HCB’s style actually very closely resembles the snapshot style we have today. His specialty was the moment – the decisive moment – and all of the modern technology that has come along in the last 30 years is actually very much in the spirit of that. AF, auto metering, motor drives, the entire digital thing. All very HCB in the most basic sense. So where is the key difference between my sister’s snapshots and HCB’s own? I honestly can’t say. Would anyone say that his work was any more crafty than the same thing done with a Canon Powershot digicam and touched up in PS? Is the speed of the process really that relevant? I think so, but that is really a personal thing and I don’t think it has any actual validity.
People are looking at the photography trade/hobby/craft/art from too far back, and taking in the enormous size of the digital/AFSLR market along with the slow, deliberate, nex-gen Ansel Adams and HCB types - and saying, "wow, where is our craft going?" They aren’t respecting the DSLR user with the enormous zoom lens and 4GB memory cards, powerdrive, VR, etc. Those guys and gals are just “getting something to do the work for them”. Maybe they are. If they’re pros, they are and it makes sense.
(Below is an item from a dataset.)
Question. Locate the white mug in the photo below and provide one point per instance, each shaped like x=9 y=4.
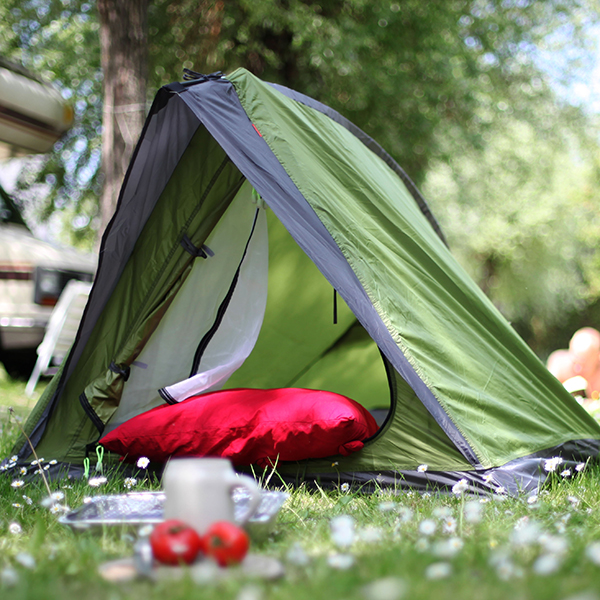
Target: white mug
x=198 y=491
But maybe they are looking at all the same aspects of the image that our most highly esteemed old timers did. Maybe they have as much of an eye for composition as Ansel Adams and as much of an appreciation for the moment as HCB, but they also appreciate the assurance that comes with the LCD viewing screen and full auto when necessary. They don’t like working with chemicals or loading film. In the end, they are producing wonderful work with equal levels of care and craft as anything traditional but it gets thrown into the “digital” pile with the billions of other digimages by some film purists. And disregarded as art.
Of course, the craft is still there, it's just been made smaller in comparison to the new mass market. There may even be a greater number of photographic artists - the sort whose existence would please the old timers - but in comparison to the digital millions, that population is rapidly shrinking.
When there is just so much of something, it becomes less valuable or unique on an individual basis. Look at music now. Compare a modern composer to Mozart. Back in the day, the whole thing was more difficult, time consuming, there were only a handful of great artists in the world because very few people had access to the tools. Now, the little kid down the street who would never have been able to afford a grand piano and a string accompaniment has a synthesizer, electronic drums, and garage band software on his computer. Now there are millions of artists. There are old timers who look at electronica or rock and disrespect it. It’s not “music”, they say.